Worm:Win32/Slenping

Viruses and worms
1

Hello, I am an experienced computer user and my mother’s PC is infected with a worm called “Worm:Win32/Slenping” as listed on Microsoft Security Essentials. MSE is not removing this virus, and Avast! does not detect this as a worm. Im at a loss in how to remove it, and am unable to locate this virus manually as it duplicates it’self, etc. I tried to “end” the running process and it does go away but upon restart the virus re-starts! I dont know how to submit the virus to Avast! through Avast! 5.0

Any assistance would be great!

2

Have you tried

Malwarebytes Anti-Malware 1.46 http://filehippo.com/download_malwarebytes_anti_malware/
after install click update so you have latest database before scan
click the remove selected button to quarantine anything found
post the scan log here

3

Hi JANEWAY,

Manual removal instructions: Step 1 : View the Worm:Win32/SlenpingComponents with its MD5s
Remove the “Worm:Win32/Slenping” components:
File Name File Size MD5
CLADD 15872 47b3ffcb7d8c548419e59016bbc928f4
CLADD 23040 420b2a09840556eb17e271b1040a8edf
CLADD 10752 da18b5716996f7baec2599e19e895732
CLADD 102400 74ce0a1fc6e88ac6747cf8371929f997
CLADD 82432 6c20afc772cadf040dc11fa40976e00f
CLADD 17920 314ed40ca15f0df95f657cc4aad6b478
CLADD 20480 d54b8553e6eb00f0b9b90c863ef30c38
CLADD 32768 3665733a6f7243e7cb1401f72c643139
CLADD 20480 c8f0941ace0b44110eb52ec79312408e
CLADD 37888 fd3f2ef797503ef9fb24a498875c4e0e
CLADD 40960 cbd1d397d488095b7875f329cf3bad8d
CLADD 17920 67db0ab7ad4904df4ad0e9fb09a2b673
CLADD 22016 76cfa64ca20d71a5235f8b3be6f90f6e
CLADD 78336 817fb825cd427fc8da2b7e1cdcdfa167
CLADD 45056 af9271019a3a47030229326d33282278
CLADD 196096 d059e984f3390403595e24de8b31e4be
CLADD 34816 20726cf8c05a02d73745c44e97b6dcc6
CLADD 15360 74713af69c2da4481a25495f6c59daaa
svchost.exe 77824 afa1b389c56b194ffbc8b4a12ac42edd
WindowsLive.exe 1892696 485f7fa25b3d0d38a4f14495c02eca54
CLADD 226816 af84769f839528652c480e016fc76c5b
CLADD 24576 f1ffec482bfedb9a0e7aefe124602241
CLADD 120320 80ff0ba83fc543af5c4f7a1bda5921be
CLADD 12288 97947c0c63e5635d86a1add389950305
CLADD 37888 41f13c8013d553422d30df143894f8e1

To remove Worm:Win32/Slenping, you must first stop any Worm:Win32/Slenping processes that are running in your computer’s memory. To stop all Worm:Win32/Slenping processes, press CTRL+ALT+DELETE to open the Windows Task Manager. Click on the “Processes” tab, search for Worm:Win32/Slenping, then right-click it and select “End Process” key.

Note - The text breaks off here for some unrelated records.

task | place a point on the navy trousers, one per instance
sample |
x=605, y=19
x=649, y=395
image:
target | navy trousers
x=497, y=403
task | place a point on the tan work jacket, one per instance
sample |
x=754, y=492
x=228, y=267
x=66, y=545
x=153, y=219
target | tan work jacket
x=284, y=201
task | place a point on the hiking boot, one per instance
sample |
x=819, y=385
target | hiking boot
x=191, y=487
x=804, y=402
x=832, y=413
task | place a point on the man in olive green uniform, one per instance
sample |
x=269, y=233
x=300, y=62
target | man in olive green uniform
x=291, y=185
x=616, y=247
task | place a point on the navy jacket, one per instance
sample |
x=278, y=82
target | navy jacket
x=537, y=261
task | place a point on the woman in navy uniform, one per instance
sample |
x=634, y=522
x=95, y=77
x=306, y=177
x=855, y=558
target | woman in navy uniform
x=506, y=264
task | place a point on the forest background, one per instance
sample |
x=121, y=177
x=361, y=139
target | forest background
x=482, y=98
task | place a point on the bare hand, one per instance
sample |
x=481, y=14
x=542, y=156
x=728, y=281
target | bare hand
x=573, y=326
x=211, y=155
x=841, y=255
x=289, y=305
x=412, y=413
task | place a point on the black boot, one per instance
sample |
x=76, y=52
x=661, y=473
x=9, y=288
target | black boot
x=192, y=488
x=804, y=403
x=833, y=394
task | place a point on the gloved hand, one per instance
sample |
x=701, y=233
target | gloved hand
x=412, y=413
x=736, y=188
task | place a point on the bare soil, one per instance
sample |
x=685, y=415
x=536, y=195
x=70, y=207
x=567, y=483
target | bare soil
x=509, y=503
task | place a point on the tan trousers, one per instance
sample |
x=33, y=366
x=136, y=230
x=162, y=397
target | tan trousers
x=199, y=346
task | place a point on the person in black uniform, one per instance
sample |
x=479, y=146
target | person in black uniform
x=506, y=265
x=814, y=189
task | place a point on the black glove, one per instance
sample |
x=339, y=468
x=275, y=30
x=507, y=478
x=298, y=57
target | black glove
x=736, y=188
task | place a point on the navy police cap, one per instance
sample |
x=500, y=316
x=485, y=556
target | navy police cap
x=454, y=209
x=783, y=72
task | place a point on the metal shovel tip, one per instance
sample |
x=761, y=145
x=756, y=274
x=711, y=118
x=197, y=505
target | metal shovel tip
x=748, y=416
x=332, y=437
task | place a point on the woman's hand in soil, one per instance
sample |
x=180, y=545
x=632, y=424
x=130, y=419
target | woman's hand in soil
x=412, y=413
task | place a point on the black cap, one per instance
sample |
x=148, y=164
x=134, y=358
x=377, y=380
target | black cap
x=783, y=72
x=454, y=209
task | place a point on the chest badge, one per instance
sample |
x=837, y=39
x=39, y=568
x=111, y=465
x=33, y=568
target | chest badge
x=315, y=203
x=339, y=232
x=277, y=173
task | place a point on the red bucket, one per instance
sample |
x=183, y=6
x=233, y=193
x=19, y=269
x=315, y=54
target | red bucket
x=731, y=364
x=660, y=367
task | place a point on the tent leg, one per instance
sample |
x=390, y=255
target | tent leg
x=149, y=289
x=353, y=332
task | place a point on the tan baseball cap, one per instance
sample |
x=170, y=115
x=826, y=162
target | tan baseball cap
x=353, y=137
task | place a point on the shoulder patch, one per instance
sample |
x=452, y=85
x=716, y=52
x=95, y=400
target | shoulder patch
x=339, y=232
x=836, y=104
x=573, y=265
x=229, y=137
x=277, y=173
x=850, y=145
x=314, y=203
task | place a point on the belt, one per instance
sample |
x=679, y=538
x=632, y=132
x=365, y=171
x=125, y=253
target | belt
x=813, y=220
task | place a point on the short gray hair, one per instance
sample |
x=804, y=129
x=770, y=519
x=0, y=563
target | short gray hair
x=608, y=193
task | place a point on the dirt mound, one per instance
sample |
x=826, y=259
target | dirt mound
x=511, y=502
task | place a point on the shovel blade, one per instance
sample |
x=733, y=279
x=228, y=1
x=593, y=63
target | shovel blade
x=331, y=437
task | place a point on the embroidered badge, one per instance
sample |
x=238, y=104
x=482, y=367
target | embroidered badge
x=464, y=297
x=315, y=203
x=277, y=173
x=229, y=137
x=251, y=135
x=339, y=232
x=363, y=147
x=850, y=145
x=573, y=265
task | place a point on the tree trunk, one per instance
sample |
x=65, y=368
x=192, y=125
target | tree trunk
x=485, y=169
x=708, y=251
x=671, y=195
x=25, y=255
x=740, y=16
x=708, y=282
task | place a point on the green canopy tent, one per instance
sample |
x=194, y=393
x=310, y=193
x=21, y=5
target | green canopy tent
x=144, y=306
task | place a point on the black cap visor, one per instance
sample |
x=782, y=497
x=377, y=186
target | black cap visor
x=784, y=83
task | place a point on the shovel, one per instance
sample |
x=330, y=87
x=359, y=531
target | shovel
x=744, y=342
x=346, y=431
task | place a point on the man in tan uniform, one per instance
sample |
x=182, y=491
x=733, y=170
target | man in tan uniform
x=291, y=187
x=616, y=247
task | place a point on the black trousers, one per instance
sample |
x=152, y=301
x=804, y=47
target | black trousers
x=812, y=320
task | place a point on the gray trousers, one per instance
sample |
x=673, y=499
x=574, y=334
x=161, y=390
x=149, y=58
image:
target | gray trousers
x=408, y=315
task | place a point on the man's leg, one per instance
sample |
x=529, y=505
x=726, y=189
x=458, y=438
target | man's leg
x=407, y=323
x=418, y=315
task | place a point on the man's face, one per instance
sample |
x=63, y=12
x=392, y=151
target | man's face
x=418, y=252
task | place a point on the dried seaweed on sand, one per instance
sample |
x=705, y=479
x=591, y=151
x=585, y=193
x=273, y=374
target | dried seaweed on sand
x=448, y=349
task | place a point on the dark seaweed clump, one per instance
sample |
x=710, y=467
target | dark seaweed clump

To delete Worm:Win32/Slenping registry keys, open the Windows Registry Editor by clicking on the Windows “Start” button and selecting “Run.” Type “regedit” into the box and click “OK.” Once the Registry Editor is open, search for the registry key “HKEY_LOCAL_MACHINE\Software\Worm:^^^^^^.” Right-click this registry key and select “Delete.”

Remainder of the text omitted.